Подумай. Ты кто? Милиционер? Ты понимаешь, что на такие вещи выезжает целая группа?
Это мой сын. Я не могу остаться в стороне. Что я готов для него сделать? Ответ опасно приближается к «что угодно».
Я резко дал по тормозам. Меня накрыло каким-то странным ощущением, я не сразу смог понять его характер. Покой, умиротворение.
Я выключил двигатель и вышел из машины. Слева был густой черный лес, справа – журчащая чистая речка. Ее быстрые воды гладко и ласково огибали камни на дне и берегу, среди каменисто-песчаного дна периодически мелькали небольшие рыбки, прячущиеся под корягами у берегов.
Мне безумно, по-настоящему захотелось остаться здесь надолго. У меня ведь в багажнике есть палатка. И удочка. Я разобью палатку на берегу, разожгу костер. Заварю чай.

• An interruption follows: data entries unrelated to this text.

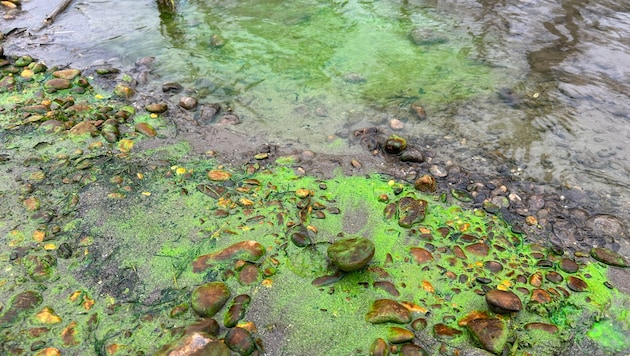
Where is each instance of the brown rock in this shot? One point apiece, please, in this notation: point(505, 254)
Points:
point(208, 299)
point(386, 311)
point(491, 334)
point(503, 302)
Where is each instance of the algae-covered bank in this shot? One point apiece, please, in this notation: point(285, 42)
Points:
point(117, 240)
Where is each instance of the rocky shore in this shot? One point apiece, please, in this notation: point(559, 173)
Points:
point(136, 221)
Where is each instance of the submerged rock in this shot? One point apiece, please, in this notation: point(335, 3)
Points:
point(351, 254)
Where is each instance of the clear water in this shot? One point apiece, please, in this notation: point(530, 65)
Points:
point(302, 71)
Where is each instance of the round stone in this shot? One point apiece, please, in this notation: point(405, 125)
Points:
point(240, 341)
point(351, 254)
point(503, 302)
point(209, 298)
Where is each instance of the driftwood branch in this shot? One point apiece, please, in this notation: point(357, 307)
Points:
point(63, 5)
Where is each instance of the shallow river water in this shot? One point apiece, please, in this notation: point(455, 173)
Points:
point(541, 84)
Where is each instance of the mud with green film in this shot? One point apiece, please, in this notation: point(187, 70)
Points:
point(114, 247)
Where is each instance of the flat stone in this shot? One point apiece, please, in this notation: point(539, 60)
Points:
point(351, 254)
point(240, 341)
point(208, 299)
point(444, 331)
point(576, 284)
point(550, 328)
point(491, 334)
point(397, 335)
point(249, 251)
point(608, 257)
point(503, 302)
point(388, 311)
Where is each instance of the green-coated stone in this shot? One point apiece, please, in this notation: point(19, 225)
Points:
point(209, 298)
point(352, 253)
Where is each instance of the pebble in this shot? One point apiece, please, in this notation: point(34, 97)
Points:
point(208, 299)
point(576, 284)
point(351, 254)
point(491, 334)
point(503, 302)
point(240, 341)
point(608, 257)
point(379, 348)
point(388, 311)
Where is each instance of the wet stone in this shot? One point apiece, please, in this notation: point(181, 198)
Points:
point(156, 108)
point(444, 331)
point(493, 266)
point(541, 296)
point(554, 277)
point(397, 335)
point(249, 251)
point(491, 334)
point(502, 302)
point(569, 266)
point(351, 254)
point(240, 341)
point(379, 348)
point(608, 257)
point(208, 299)
point(550, 328)
point(237, 310)
point(576, 284)
point(388, 311)
point(421, 255)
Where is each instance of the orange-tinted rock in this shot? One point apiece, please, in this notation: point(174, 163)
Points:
point(444, 331)
point(502, 302)
point(386, 311)
point(208, 299)
point(576, 284)
point(245, 250)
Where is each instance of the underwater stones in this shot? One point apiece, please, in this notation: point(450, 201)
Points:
point(156, 108)
point(397, 335)
point(491, 334)
point(240, 341)
point(388, 311)
point(569, 265)
point(395, 144)
point(20, 303)
point(426, 184)
point(420, 255)
point(209, 298)
point(608, 257)
point(67, 74)
point(188, 102)
point(411, 211)
point(237, 310)
point(379, 348)
point(576, 284)
point(249, 251)
point(503, 302)
point(351, 254)
point(57, 84)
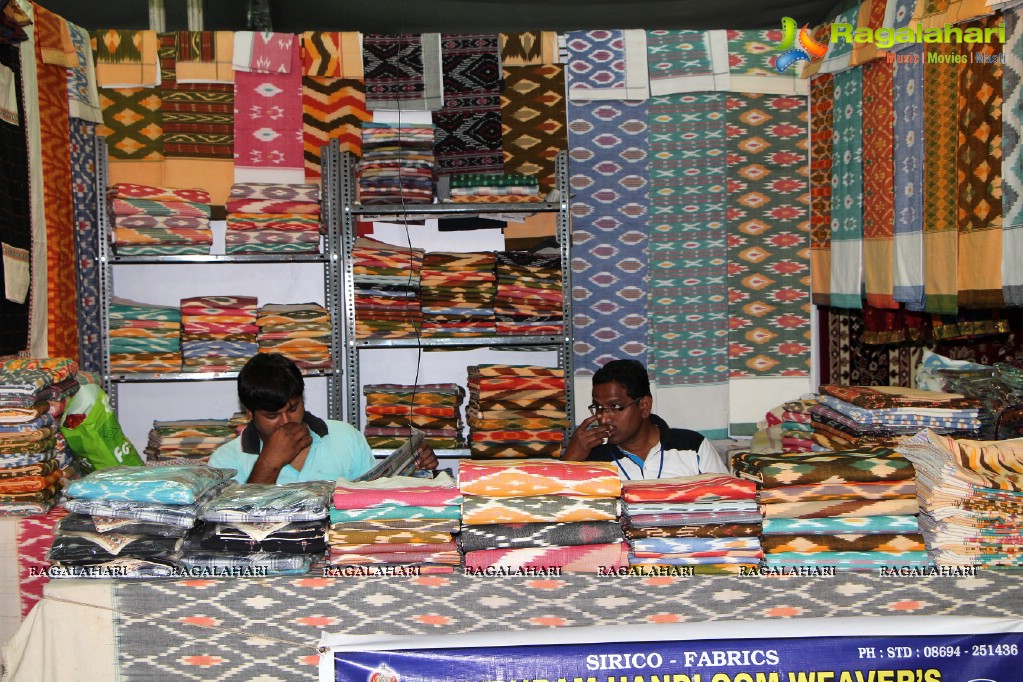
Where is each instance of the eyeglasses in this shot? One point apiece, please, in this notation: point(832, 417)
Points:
point(597, 410)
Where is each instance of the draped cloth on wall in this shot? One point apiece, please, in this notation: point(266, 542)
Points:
point(879, 218)
point(768, 225)
point(1012, 162)
point(907, 96)
point(979, 174)
point(847, 193)
point(609, 157)
point(15, 221)
point(821, 155)
point(51, 30)
point(688, 312)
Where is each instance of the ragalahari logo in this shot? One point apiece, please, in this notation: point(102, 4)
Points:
point(796, 47)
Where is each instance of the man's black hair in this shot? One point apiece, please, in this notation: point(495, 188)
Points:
point(630, 373)
point(268, 380)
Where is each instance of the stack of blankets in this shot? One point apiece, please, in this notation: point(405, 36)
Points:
point(397, 164)
point(541, 514)
point(219, 332)
point(267, 218)
point(184, 441)
point(850, 510)
point(300, 331)
point(787, 427)
point(396, 521)
point(971, 498)
point(34, 457)
point(850, 416)
point(158, 221)
point(433, 408)
point(277, 530)
point(495, 187)
point(130, 521)
point(516, 411)
point(709, 524)
point(529, 293)
point(144, 337)
point(387, 289)
point(457, 293)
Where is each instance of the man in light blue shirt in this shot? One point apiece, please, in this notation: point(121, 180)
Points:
point(283, 443)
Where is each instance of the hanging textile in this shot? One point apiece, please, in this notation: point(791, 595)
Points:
point(979, 172)
point(879, 210)
point(608, 142)
point(821, 148)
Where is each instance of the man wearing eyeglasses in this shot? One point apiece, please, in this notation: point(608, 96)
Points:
point(623, 429)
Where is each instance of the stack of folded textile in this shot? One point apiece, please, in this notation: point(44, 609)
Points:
point(397, 164)
point(529, 293)
point(396, 521)
point(541, 514)
point(184, 441)
point(707, 523)
point(300, 331)
point(787, 427)
point(971, 498)
point(843, 491)
point(495, 187)
point(268, 218)
point(852, 416)
point(516, 411)
point(158, 221)
point(433, 408)
point(457, 293)
point(387, 289)
point(144, 337)
point(30, 460)
point(269, 529)
point(130, 521)
point(219, 332)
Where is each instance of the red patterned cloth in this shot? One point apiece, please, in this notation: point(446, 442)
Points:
point(703, 488)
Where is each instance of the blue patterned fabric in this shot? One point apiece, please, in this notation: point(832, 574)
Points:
point(609, 157)
point(83, 185)
point(907, 98)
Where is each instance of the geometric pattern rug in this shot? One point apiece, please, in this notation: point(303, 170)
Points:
point(247, 628)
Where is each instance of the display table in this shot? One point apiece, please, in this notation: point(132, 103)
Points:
point(247, 628)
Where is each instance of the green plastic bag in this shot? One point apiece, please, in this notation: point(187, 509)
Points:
point(98, 440)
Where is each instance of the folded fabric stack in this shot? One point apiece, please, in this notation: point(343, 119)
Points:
point(144, 337)
point(541, 514)
point(787, 427)
point(186, 441)
point(397, 164)
point(268, 218)
point(516, 411)
point(31, 461)
point(300, 331)
point(219, 332)
point(709, 524)
point(130, 521)
point(457, 293)
point(269, 529)
point(495, 187)
point(387, 289)
point(851, 416)
point(396, 521)
point(529, 293)
point(158, 221)
point(433, 408)
point(856, 509)
point(971, 498)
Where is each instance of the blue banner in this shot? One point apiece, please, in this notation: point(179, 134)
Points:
point(994, 657)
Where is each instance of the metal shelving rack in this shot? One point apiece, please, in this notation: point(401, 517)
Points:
point(107, 260)
point(345, 181)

Откуда у меня чай?
Рыбалка… Я несколько лет не рыбачил, и понял вдруг, что мне не важно, удастся ли мне что-нибудь поймать. Я хочу просто посидеть на берегу реки, наблюдая за ее бесконечным течением. Пожалуй, я даже и не буду ничего ловить. Я просто созерцательно провожу это закатное оранжевое солнце, перед тем как лечь спать.
Я серьезно задумался над тем, чтобы приобрести здесь участок и построить дом. Денег хватит. Удобства? Плевал я на удобства. Это моей жене всегда был нужен комфорт и тепло, все мягкое и удобное. Мне хватит русской печки, чтобы согреться и готовить пищу. Буду охотиться и рыбачить летом, все остальное время года – работать в городе. Даже лучше, что жены здесь не будет. Пусть живет в шикарной квартире, купленной на мои деньги, найдет себе ебаря и навсегда от меня отстанет.